Dall'Ongaro (S.Cecilia), riaprire almeno alcuni spazi dello spettacolo

Emergenza ci ha resi più ingegnosi, knowhow da non disperdere

 ''Questa situazione va in qualche maniera sbloccata, una riapertura di almeno alcuni degli spazi destinati allo spettacolo potrebbe essere un primo passo per una forma di avvicinamento graduale a una vera ripresa perché altrimenti si corre il rischio che la gente perda l' abitudine''. Michele Dall' Ongaro, sovrintendente dell' Accademia Nazionale di Santa Cecilia, non perde l' ottimismo nonostante il nuovo slittamento del via libera alle sale da concerto. ''E' molto difficile - dice all' ANSA - trovare un punto di equilibrio tra la garanzia del rispetto delle condizioni per tutelare la salute e la ripresa dell' attività artistica con la presenza degli spettatori. Noi abbiamo sempre sostenuto che i teatri con tutte le procedure adottate hanno le carte in regola, come nel nostro caso, per la massima sicurezza del pubblico e che quindi ci sentiremmo di poter riaprire i nostri teatri in qualsiasi momento. Senza forzare la mano pensiamo che si potrebbe riprendere l' attività''. Tutto, naturalmente, deve essere concertato ma - osserva - ''è chiaro che di fronte a questi numeri è difficile fare capricci, in una situazione di questo genere la prima cosa da fare è aver rispetto per i morti, i malati, il personale sanitario e capire che le tue esigenze sono sicuramente in secondo piano. Fino a un certo punto, però, perché non si sta parlando soltanto di passare il tempo lietamente ma di posti di lavoro, di migliaia di persone impegnate in un settore che è in ginocchio anche se il ministero sta facendo il possibile per sostenerlo in ogni modo''.

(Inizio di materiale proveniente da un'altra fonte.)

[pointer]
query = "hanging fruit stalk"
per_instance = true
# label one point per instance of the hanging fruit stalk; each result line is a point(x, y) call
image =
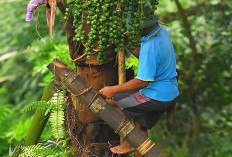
point(107, 22)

L' emergenza in corso da quasi un anno ha fatto riflettere. ''Abbiamo imparato - osserva Dall' Ongaro - che alcuni beni immateriali non sono un lusso ma rispondono a una bisogno profondo del genere umano e che quindi sono beni di prima necessità. La musica è una forma straordinaria di contatto. Per questo non bisogna spegnere la luce, tutti devono mantenere vivo questo presidio di civiltà, anche la più piccola istituzione con un minuscolo concerto''. I momenti più difficili del lockdown ''hanno però creato anche le condizioni per farsi venire idee nuove che riguardano la programmazione, le forme di narrazione del fatto musicale sulla rete, guide all' ascolto, forme interattive con gli spettatori, sperimentazioni tecnologiche. Si sta creando un know how di cui è importantissimo non perdere memoria. Siamo diventati tutti più ingegnosi''. Le difficolta maggiori per l' Accademia Nazionale? ''Stiamo portando avanti caparbiamente la programmazione con ricavi zero - rimarca Dall' Ongaro -. Non abbiamo introiti dalla biglietteria e ringraziamo molto i nostri soci privati, le aziende, i mecenati e gli abbonati che ci sostengono. Dall' inizio dell' emergenza il danno subìto è di milioni di euro.
Stiamo rimborsando i biglietti venduti ma per gli abbonamenti aspettiamo per capire se possiamo recuperare dei turni''. Il sovrintendente di S. Cecilia ribadisce l' importanza della proposta fatta da Maurizio Pollini e sulla quale un po' tutte le fondazioni concordano: i lavoratori della musica dovrebbero poter accedere ai vaccini quanto prima per poter ripartire in tutta sicurezza con gli spettatori in sala. ''Le nostre previsioni in base alle quali abbiamo ipotizzato il preventivo di bilancio - aggiunge - erano legate al primo trimestre in queste condizioni di lockdown e alle prime riaperture sperando di arrivare all' estate con il pubblico, anche con limitazioni, negli spazi all' aperto. Ci auguriamo riaperture almeno nel secondo trimestre''. E' importante offrire prospettive, dice, ''i nostri musicisti sanno che stiamo lavorando per mantenere le retribuzioni ma abbiamo dovuto annullare tutta la musica da camera e tanti giovani musicisti sono rimasti senza lavoro. Al nostro pubblico dico che torneremo presto a stringerci intorno al focolare sonoro che è la musica''. (ANSA).